Caught up in her thoughts, and focused on the dark form of her brother, she almost missed it. But as they passed through Yiling towards a worryingly familiar mass of dark energy and dead trees, the rain stopped. Her gaze swept across the skies, more out of habit than anything else. There, unbelievably, as part of the last blue sky she thought she might ever see, was the familiar sight of a rainbow.
--
She and her brother had made their promise, were sure that this was the next right step, but Wen Qing still had her doubts over whether it meant anything beyond its righteousness. She knew that self-sacrifice was never a guarantee of security for her people. It never had been, it never would be. And this time. She bit her lip, staring at her feet as she focused on putting one foot in front of the other, she was not just bargaining with her and, more importantly, her brother’s life, but instead, forfeiting them. There would be no rescue effort, no warning the right person at the right time of the danger posed to her people, no swooping in at the last moment with a lifesaving melody or treatment. This was it.
“Jiejie?” the soft voice came from her right, from the one she would do anything for, the one she had done everything for. She hummed in acknowledgment, for the first time not being able to pretend, even for him, that she was alright.

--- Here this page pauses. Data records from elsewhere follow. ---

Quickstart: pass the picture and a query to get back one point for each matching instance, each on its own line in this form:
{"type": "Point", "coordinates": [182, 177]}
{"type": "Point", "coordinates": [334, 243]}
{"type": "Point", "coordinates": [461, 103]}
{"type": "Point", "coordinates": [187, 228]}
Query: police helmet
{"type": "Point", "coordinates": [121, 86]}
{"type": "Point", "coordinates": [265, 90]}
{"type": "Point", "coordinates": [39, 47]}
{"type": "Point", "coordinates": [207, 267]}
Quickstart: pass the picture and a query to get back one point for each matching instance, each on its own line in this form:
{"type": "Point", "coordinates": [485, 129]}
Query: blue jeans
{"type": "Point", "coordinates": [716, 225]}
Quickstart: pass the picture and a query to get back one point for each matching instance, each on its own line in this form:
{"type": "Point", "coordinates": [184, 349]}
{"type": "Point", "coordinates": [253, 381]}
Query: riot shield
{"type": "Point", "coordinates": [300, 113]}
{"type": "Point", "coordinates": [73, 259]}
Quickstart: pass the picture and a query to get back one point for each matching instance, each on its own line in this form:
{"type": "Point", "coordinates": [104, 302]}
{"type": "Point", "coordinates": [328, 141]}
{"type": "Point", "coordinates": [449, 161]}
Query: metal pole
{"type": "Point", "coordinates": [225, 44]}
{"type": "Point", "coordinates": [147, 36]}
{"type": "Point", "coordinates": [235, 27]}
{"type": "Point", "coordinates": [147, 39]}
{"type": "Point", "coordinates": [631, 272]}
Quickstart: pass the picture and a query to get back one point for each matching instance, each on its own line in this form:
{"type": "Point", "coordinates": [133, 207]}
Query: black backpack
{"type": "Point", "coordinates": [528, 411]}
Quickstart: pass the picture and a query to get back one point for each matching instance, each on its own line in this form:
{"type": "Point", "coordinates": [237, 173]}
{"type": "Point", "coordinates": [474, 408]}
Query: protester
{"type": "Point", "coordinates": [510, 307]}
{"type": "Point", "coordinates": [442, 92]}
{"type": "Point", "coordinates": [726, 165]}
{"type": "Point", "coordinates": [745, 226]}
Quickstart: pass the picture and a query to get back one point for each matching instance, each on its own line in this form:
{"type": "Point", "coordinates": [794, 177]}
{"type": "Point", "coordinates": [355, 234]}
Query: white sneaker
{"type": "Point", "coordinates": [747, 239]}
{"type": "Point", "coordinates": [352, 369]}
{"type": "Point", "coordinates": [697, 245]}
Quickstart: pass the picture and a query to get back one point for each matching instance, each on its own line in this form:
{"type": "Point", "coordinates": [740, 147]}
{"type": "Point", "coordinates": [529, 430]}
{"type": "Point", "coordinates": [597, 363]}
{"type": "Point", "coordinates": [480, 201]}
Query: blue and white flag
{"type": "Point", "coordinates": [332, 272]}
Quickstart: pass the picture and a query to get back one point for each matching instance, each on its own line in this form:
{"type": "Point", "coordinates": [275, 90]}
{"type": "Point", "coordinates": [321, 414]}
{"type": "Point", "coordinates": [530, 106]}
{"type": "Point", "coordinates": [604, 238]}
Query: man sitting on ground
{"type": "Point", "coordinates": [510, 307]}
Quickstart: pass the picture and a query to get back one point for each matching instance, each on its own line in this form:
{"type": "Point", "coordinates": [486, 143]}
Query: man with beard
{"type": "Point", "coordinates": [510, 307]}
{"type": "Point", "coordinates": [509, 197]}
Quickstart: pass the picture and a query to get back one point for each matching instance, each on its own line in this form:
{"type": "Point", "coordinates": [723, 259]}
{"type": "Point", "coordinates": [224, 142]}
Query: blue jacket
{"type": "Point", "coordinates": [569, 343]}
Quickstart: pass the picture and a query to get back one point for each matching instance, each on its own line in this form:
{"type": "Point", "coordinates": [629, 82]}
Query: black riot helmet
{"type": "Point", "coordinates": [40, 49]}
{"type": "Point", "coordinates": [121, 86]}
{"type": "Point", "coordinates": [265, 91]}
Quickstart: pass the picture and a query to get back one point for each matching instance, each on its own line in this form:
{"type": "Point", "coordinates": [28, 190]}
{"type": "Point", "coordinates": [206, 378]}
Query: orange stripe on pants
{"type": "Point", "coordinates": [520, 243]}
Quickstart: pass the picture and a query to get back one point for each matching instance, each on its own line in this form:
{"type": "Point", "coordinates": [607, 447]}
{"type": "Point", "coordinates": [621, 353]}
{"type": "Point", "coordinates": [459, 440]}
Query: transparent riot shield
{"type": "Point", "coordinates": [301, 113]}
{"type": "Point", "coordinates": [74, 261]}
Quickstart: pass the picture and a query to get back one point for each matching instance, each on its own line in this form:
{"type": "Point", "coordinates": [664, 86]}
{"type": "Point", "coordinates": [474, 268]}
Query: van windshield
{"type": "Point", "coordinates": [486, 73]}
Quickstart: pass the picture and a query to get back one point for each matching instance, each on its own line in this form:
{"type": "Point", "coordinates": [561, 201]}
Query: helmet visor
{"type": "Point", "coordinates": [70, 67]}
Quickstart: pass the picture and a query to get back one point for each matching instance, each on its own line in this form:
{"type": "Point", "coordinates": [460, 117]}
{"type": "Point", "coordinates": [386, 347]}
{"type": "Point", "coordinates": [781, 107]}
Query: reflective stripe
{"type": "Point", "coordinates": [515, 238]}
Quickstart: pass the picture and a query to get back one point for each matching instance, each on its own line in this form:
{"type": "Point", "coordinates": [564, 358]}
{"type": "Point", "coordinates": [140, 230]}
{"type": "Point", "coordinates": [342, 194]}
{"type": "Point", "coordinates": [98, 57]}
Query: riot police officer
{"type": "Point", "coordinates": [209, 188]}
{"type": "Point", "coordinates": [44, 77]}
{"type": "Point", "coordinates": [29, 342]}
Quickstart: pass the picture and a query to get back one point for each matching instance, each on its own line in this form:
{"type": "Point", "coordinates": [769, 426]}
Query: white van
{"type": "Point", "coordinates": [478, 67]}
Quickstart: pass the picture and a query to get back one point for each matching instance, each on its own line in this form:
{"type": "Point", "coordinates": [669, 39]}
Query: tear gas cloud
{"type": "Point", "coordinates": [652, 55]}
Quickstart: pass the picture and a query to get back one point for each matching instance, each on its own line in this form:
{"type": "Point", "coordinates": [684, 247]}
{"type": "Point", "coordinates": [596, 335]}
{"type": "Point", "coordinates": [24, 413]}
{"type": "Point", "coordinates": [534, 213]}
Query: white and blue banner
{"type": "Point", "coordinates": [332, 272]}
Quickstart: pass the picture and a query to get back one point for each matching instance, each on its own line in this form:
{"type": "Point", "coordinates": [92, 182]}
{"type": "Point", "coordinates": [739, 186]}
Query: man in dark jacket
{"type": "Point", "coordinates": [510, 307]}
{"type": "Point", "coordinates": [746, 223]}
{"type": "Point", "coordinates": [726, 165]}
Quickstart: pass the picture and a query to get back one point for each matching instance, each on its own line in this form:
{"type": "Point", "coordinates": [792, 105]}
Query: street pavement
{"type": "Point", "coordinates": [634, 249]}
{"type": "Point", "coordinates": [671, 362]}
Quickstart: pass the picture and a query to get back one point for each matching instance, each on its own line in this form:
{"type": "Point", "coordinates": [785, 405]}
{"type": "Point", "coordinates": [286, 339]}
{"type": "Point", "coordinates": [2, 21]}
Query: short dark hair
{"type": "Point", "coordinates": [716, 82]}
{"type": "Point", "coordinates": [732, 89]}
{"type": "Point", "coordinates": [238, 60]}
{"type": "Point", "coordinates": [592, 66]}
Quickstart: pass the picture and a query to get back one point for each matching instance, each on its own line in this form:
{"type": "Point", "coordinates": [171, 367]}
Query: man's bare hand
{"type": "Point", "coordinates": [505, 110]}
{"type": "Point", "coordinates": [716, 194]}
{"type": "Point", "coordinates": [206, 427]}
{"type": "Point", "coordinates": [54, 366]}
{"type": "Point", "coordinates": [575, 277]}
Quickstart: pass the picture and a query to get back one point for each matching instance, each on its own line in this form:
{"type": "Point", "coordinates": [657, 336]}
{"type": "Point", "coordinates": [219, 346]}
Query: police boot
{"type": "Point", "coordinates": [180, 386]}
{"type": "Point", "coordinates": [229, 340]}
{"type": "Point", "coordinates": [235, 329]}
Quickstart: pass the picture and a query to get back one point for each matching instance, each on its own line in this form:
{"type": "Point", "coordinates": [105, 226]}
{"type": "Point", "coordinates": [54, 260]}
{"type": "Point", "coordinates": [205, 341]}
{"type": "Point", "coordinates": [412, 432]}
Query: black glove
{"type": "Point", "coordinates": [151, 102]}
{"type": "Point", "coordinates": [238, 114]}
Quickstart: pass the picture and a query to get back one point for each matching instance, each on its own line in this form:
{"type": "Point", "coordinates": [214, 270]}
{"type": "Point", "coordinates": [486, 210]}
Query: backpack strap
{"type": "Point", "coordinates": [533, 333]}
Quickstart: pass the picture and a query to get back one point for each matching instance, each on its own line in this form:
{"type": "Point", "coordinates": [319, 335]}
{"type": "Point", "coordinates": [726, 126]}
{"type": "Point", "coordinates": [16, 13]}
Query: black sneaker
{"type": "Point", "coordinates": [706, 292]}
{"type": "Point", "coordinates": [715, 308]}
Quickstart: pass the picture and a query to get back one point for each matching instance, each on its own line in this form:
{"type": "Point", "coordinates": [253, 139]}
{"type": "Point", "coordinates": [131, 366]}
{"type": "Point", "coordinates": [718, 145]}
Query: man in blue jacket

“Jiejie, look,” the voice insisted.
She looked up.
She blinked in disbelief at the bright sky. Maybe, she dared to hope, maybe, he would be ok.
Curved over the mountain housing Carp Tower was a rainbow. It was incomplete, to be sure, a right half missing a left, but it was there.
She felt a swell of hope, of grief. She knew that this would be her last rainbow, and by all accounts, should be Wen Ning’s as well. But as she looked at the sign, the one symbol which, beyond all reason and logic, had always been right about when there was hope, she finally felt able to turn to look at her brother. Despite all evidence to the contrary, despite the doomed mission they were on, she felt sure that for Wen Ning, there would be more rainbows to come.